Kinder wollen Spaß: Das war bei uns Eltern früher aber auch so!
Was dieses Bild aber auch zeigt: Der junge Mann erlebt gerade ein Gefühl, das alle Kinder extrem lieben: Spaß! Alle Kinder wollen Spaß – so oft es geht, am besten immer und überall! Erinnern Sie sich noch, wie das in Ihrer eigenen Kindheit war?

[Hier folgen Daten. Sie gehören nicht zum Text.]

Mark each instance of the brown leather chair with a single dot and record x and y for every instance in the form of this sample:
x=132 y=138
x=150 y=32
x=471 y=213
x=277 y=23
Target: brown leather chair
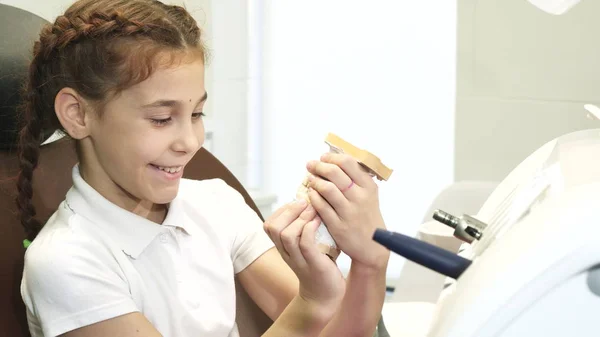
x=52 y=179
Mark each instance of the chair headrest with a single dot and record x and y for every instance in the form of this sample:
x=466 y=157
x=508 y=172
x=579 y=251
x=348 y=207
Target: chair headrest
x=18 y=30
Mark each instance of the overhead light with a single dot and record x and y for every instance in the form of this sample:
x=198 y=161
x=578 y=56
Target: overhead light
x=556 y=7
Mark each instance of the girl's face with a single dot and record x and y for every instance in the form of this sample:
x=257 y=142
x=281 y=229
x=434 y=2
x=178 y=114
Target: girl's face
x=137 y=150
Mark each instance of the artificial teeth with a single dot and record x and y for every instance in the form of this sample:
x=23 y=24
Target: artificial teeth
x=170 y=169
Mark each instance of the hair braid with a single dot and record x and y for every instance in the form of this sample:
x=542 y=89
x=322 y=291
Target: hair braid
x=97 y=48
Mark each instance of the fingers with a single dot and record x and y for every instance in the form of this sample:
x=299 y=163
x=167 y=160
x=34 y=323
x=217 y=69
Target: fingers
x=330 y=172
x=290 y=236
x=329 y=191
x=281 y=219
x=350 y=167
x=308 y=246
x=324 y=209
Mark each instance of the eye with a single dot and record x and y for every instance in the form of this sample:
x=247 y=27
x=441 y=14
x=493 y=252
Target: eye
x=198 y=115
x=160 y=122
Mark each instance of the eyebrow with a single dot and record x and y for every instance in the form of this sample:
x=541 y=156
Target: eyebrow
x=172 y=103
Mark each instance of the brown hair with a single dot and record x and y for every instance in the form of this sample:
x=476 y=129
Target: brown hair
x=98 y=48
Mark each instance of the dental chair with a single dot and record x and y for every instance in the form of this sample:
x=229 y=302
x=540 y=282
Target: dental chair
x=52 y=179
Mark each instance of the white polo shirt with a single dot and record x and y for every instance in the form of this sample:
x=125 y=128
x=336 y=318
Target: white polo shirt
x=93 y=261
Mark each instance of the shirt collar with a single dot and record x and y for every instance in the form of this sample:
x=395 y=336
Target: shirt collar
x=130 y=231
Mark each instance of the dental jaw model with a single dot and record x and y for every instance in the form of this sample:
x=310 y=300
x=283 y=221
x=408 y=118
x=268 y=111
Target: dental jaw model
x=369 y=163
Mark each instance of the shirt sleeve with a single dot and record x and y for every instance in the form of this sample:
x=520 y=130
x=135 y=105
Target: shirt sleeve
x=248 y=239
x=71 y=283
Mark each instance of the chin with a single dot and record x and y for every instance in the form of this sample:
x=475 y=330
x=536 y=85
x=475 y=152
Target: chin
x=166 y=196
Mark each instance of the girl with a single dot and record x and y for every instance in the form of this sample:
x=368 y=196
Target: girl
x=134 y=249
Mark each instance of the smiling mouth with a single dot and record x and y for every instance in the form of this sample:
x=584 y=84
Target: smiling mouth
x=168 y=169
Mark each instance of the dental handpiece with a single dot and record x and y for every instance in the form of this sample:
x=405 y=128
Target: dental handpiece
x=423 y=253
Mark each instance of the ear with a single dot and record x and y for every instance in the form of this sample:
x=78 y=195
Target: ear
x=71 y=111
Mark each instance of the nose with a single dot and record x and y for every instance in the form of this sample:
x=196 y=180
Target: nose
x=190 y=137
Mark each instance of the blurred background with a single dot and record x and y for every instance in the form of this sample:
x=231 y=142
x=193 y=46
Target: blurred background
x=442 y=91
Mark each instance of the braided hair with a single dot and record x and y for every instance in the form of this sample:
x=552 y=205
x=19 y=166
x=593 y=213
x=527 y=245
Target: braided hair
x=98 y=48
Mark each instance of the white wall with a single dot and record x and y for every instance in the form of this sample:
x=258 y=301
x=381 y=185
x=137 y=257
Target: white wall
x=523 y=78
x=380 y=74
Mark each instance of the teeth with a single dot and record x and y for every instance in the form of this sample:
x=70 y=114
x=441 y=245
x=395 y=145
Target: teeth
x=172 y=169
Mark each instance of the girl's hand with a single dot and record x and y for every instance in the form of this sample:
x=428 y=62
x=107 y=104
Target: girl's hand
x=293 y=228
x=347 y=199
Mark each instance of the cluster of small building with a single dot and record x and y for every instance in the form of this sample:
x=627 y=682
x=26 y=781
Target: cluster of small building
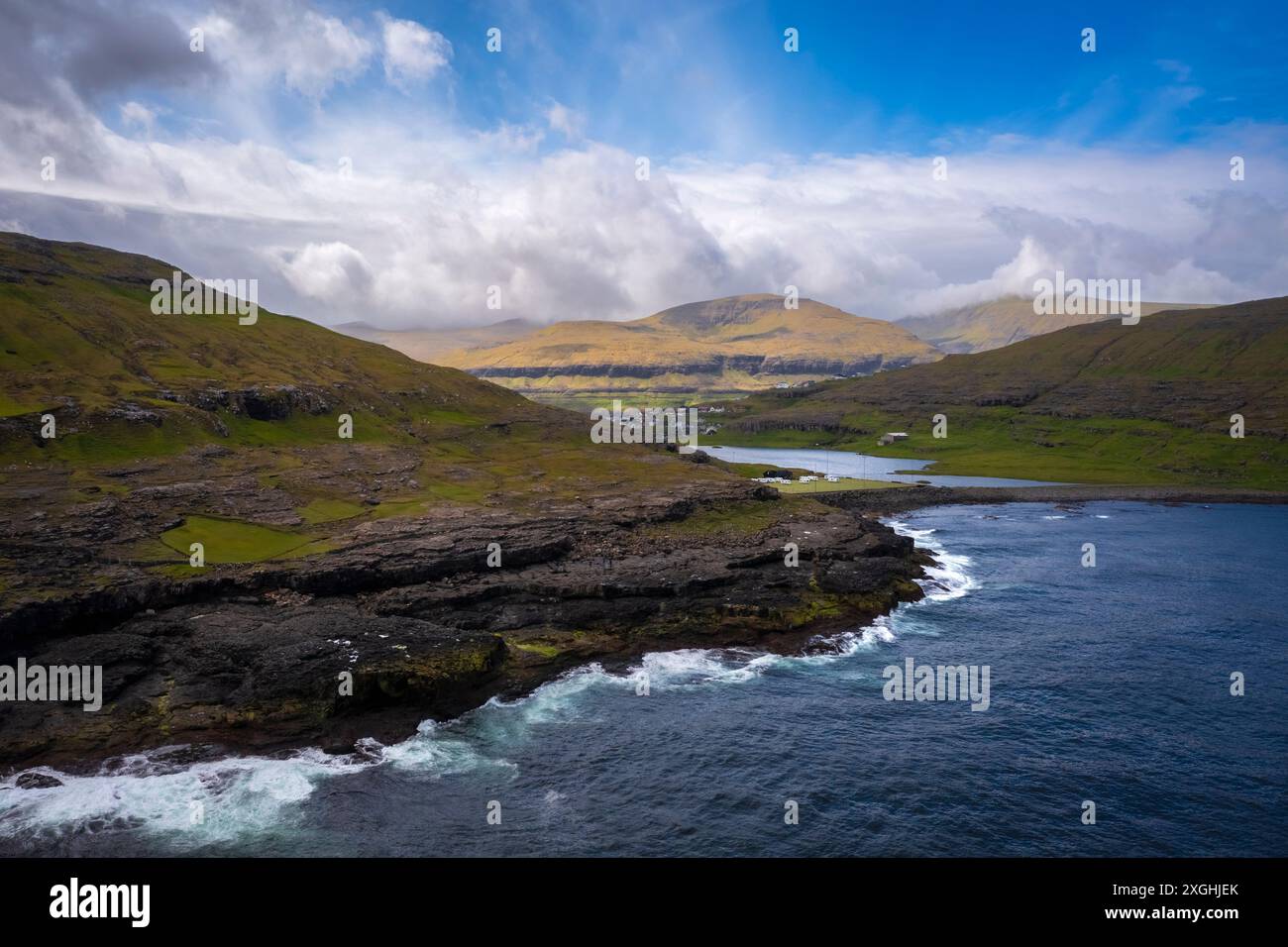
x=786 y=476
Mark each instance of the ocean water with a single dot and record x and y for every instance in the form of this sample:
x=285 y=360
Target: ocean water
x=1109 y=684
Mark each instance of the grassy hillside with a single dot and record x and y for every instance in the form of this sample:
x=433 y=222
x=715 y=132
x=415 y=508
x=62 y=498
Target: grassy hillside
x=198 y=425
x=734 y=344
x=1094 y=403
x=1003 y=322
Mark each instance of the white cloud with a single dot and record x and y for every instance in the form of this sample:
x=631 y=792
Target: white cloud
x=436 y=213
x=333 y=272
x=308 y=51
x=412 y=53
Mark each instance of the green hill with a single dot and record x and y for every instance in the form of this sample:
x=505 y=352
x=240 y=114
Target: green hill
x=1094 y=403
x=1003 y=322
x=722 y=346
x=175 y=425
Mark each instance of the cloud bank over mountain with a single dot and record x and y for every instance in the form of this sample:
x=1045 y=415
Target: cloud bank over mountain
x=331 y=158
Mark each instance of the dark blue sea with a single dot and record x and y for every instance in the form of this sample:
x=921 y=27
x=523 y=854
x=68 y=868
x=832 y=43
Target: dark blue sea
x=1107 y=684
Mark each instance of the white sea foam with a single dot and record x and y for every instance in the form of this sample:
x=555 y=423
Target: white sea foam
x=194 y=804
x=249 y=796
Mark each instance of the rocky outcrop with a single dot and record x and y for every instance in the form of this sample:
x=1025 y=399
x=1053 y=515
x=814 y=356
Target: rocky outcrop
x=408 y=620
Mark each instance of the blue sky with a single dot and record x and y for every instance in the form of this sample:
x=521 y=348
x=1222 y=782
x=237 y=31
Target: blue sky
x=472 y=169
x=712 y=78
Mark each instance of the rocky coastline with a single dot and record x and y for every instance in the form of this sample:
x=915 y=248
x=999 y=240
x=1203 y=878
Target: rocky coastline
x=412 y=618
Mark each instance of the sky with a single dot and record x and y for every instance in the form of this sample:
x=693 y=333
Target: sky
x=380 y=162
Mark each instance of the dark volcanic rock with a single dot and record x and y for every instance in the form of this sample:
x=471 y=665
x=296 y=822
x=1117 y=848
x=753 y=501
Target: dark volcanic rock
x=404 y=618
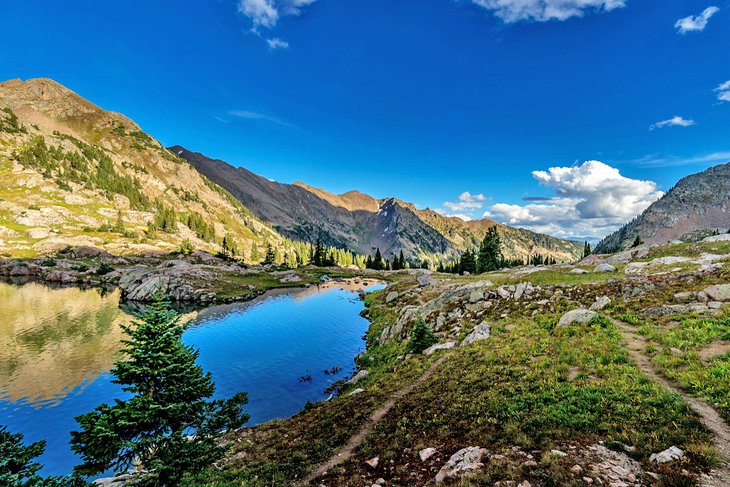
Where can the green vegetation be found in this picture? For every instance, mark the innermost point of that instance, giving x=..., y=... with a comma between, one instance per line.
x=90, y=167
x=421, y=337
x=17, y=465
x=169, y=425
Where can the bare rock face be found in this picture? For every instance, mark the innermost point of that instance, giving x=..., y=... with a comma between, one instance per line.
x=601, y=302
x=439, y=346
x=480, y=332
x=669, y=455
x=696, y=206
x=464, y=462
x=604, y=268
x=577, y=316
x=719, y=292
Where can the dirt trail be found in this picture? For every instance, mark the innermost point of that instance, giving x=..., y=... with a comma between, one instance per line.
x=345, y=453
x=708, y=415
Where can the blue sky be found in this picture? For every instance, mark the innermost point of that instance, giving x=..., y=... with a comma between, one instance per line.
x=435, y=102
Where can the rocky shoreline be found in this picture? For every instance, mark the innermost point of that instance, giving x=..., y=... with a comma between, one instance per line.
x=197, y=278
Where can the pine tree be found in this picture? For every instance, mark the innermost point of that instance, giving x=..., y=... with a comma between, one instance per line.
x=378, y=263
x=270, y=257
x=169, y=424
x=490, y=254
x=421, y=337
x=17, y=465
x=586, y=250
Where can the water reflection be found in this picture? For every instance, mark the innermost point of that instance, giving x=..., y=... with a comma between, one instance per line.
x=57, y=346
x=54, y=340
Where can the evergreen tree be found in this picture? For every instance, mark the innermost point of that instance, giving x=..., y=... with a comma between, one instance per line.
x=17, y=465
x=586, y=250
x=169, y=424
x=319, y=254
x=467, y=263
x=378, y=263
x=490, y=254
x=270, y=257
x=421, y=337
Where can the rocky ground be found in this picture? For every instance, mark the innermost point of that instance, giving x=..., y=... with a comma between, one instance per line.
x=613, y=372
x=197, y=278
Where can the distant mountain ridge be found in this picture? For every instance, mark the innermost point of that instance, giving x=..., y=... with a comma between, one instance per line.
x=361, y=223
x=74, y=174
x=696, y=206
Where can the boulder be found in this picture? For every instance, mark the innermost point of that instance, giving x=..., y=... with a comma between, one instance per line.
x=669, y=455
x=464, y=462
x=476, y=296
x=577, y=316
x=604, y=268
x=601, y=302
x=480, y=332
x=424, y=280
x=358, y=377
x=426, y=453
x=718, y=292
x=439, y=346
x=723, y=237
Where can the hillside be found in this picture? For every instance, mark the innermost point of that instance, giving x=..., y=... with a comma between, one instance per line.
x=74, y=174
x=359, y=222
x=695, y=207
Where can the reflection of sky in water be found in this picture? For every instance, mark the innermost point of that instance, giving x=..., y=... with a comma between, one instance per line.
x=56, y=346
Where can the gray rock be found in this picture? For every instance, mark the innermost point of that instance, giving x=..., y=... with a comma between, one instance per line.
x=465, y=461
x=669, y=455
x=723, y=237
x=424, y=280
x=439, y=346
x=358, y=377
x=373, y=462
x=577, y=315
x=480, y=332
x=719, y=292
x=601, y=302
x=426, y=453
x=604, y=268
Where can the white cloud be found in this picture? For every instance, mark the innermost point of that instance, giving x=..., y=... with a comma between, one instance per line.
x=463, y=216
x=593, y=199
x=250, y=115
x=266, y=13
x=723, y=91
x=695, y=23
x=467, y=201
x=675, y=121
x=276, y=43
x=655, y=160
x=545, y=10
x=467, y=196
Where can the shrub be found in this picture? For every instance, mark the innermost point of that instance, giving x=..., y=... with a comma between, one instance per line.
x=421, y=337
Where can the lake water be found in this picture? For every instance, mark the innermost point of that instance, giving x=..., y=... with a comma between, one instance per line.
x=58, y=345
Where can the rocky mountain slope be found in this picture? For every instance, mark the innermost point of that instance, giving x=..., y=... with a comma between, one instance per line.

Dass man mit einem Smartphone viel Spaß haben kann, begreifen Kinder heute schon sehr früh. Und das liegt nicht zuletzt an uns, den Eltern. Seit sie denken können, sehen sie uns oft genug auf unser Smartphone schauen und dabei ab und zu vergnügt auflachen; und auch sonst scheinen viele Menschen überall und dauernd etwas Interessantes auf den kleinen Bildschirmen zu entdecken: »Guck mal, ein lustiges Video!« Schon von klein auf lernen Kinder dadurch (ob wir das wollen oder nicht), dass Smartphones aus unserem Alltag kaum noch wegzudenken sind. Und das – seien wir mal ehrlich – ganz offensichtlich auch, weil sie tatsächlich immer wieder viel Spaß machen können!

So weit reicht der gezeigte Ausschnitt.